I don’t think that all slow films are
about the landscape, nature or change, but there’s definitely a thread there.
Certain techniques in cinema, like the long-take and time lapse, can actually
help to convey certain stories and certain themes.
There’s also some alternative political films, and different ways of
depicting ethnography, so Ben Russell’s Let Each One go Where He May, and
Rirkrit Tiravanija’s Lung Neaw Visits His Neighbours both have a
documentary style, in the way that they are following people in their own
indigenous environment for a few days or weeks, almost as a journey. In a lot
of slow films there is a sense of a journey, and the road movie comes up quite
a lot, so I don’t know if that’s just because road movies are durational in
their nature as well.
If people see more than one of these
films, there is going to be emotional relevance and meaning that go from film
to film, and they will get different ways of seeing the world. Definitely for
me, after watching several Pedro Costa films, watching Albert Serra’s films,
watching the Lisandro Alonso films, a couple of weeks watching those
films, you just start thinking about your daily routine in a different way and
how you look at things.
The festival is there to kind of
question and to explore, and the reason why I wanted to bring in filmmakers
over is to have a dialogue with them. The reason why we’re showing a lot of
films is to communicate that slow cinema isn’t a particular genre or a
particular thing, it cuts across different types of filmmaking, different
techniques, and we want to question whether these films are part of the slow
cinema movement or not.
The festival is based in the North East – is this important to you?

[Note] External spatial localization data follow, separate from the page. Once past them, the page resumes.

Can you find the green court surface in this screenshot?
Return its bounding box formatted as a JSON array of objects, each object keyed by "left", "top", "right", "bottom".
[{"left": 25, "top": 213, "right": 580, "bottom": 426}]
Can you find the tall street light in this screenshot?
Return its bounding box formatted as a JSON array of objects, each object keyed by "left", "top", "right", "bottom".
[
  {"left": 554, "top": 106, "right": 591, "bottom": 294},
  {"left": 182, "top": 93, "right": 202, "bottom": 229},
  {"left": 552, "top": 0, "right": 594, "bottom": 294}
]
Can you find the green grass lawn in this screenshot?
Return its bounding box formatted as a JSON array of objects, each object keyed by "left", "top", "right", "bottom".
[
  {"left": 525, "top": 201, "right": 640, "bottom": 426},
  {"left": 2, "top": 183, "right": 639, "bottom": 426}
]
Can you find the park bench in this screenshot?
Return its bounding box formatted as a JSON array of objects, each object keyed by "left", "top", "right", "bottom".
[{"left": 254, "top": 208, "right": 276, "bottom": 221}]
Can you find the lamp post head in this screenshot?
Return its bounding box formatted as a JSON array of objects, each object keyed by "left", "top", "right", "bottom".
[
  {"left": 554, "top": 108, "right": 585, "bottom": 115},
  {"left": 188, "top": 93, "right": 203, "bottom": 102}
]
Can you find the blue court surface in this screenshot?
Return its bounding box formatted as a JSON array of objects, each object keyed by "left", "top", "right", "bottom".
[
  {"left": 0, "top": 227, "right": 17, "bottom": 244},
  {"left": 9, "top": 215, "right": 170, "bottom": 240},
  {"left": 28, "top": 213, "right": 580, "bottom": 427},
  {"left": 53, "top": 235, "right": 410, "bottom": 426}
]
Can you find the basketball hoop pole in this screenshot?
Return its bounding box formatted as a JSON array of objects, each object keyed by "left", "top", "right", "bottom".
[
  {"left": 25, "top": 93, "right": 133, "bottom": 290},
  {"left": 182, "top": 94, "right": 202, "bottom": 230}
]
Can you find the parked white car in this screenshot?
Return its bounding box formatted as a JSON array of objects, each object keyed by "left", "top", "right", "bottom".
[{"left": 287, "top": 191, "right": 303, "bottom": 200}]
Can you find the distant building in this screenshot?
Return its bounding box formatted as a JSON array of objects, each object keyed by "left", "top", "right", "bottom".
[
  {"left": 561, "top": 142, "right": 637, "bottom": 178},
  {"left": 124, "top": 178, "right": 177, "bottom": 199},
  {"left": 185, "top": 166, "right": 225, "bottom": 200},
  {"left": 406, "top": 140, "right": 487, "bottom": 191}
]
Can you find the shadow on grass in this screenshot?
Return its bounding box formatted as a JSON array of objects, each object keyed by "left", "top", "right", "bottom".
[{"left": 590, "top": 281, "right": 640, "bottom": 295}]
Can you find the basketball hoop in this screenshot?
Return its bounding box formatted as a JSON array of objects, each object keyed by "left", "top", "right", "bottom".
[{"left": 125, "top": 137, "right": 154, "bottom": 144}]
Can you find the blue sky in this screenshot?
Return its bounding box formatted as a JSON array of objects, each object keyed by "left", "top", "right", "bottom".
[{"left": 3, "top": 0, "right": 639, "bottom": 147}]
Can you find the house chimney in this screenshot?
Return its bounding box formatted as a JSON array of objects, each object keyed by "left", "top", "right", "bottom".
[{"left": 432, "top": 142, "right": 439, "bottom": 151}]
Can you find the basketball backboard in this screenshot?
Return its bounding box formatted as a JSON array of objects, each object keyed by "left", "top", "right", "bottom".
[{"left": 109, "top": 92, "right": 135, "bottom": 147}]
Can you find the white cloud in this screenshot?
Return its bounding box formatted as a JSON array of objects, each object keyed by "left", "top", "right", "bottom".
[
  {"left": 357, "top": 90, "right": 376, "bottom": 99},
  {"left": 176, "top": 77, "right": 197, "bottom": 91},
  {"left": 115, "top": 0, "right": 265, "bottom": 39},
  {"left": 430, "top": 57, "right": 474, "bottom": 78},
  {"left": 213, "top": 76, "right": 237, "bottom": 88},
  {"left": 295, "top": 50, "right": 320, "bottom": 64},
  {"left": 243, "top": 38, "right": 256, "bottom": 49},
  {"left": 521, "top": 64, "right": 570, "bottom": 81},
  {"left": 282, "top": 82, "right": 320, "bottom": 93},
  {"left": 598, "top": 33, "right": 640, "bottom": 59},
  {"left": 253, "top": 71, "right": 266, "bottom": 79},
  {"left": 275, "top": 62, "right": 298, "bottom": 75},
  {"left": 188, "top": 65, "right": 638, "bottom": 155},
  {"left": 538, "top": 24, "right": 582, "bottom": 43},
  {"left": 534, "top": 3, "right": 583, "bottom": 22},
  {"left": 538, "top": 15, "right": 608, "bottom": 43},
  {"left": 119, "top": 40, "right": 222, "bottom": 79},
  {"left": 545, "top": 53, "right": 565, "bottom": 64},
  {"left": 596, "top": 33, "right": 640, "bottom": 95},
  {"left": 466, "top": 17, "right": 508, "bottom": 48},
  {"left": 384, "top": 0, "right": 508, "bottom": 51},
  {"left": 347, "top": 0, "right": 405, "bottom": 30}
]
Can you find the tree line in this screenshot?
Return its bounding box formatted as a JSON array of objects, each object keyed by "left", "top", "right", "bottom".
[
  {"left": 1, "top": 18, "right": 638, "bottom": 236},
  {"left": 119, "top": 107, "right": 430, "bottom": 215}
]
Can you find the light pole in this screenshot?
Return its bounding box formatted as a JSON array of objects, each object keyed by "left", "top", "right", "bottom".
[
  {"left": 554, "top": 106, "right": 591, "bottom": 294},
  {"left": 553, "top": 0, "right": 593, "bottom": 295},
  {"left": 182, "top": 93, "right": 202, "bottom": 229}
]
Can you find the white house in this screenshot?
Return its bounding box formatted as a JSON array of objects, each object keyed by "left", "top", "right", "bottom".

For me that’s really important. I
think it’s really important to work where you live, and live where you work.
The North East is not really seen as being at the forefront of
avant-garde art - you could be working in bigger cities like London or Berlin…
I know, but for me that’s part of the
challenge, because I’m interested in how festivals can help develop audiences
for work that’s more experimental. A festival can be more risk-taking than a
venue that has to put on stuff year-round. I play across different spaces, and
I can encourage audiences to take a particular route. When you programme a
festival, you’re curating / marketing / designing something to make it easy for
people to take a risk, so maybe you show an installation at an establishment
like Baltic but you also encourage people to see something else at the same
time.
So for me a festival in somewhere
like the North East, I think there’s actually a lot more opportunity to be
experimental and to be broad in the way you think about it, because you are
genuinely bringing work to a place that doesn’t normally see this sort of work.
I don’t know what a festival like AV would look like if it was in London or in
Berlin, where, for example with the BFI in London, maybe you can see films more
regularly. So for me I’m interested in the response, I do feel very strongly
about the responsibility to bring work like this to a region like the North
East where there is curiosity and an appetite. I don’t think that international
festivals only need to happen in the main metropolises. I think it is a bigger
challenge, but I think it’s really important to take that challenge, otherwise
experimental work is even more segregated just to happen in areas of the
country that has a population that can deal with it.
Also, we do have a
lot of people who come from outside the region, and I love the fact that if the
festival brings 20% of people from outside the region into the region, then ,
if you work in events and you talk to people, you’re being introduced to new
people, and hopefully new collaborations can start and new things happen, so
that’s interesting as well, the social side of the festival.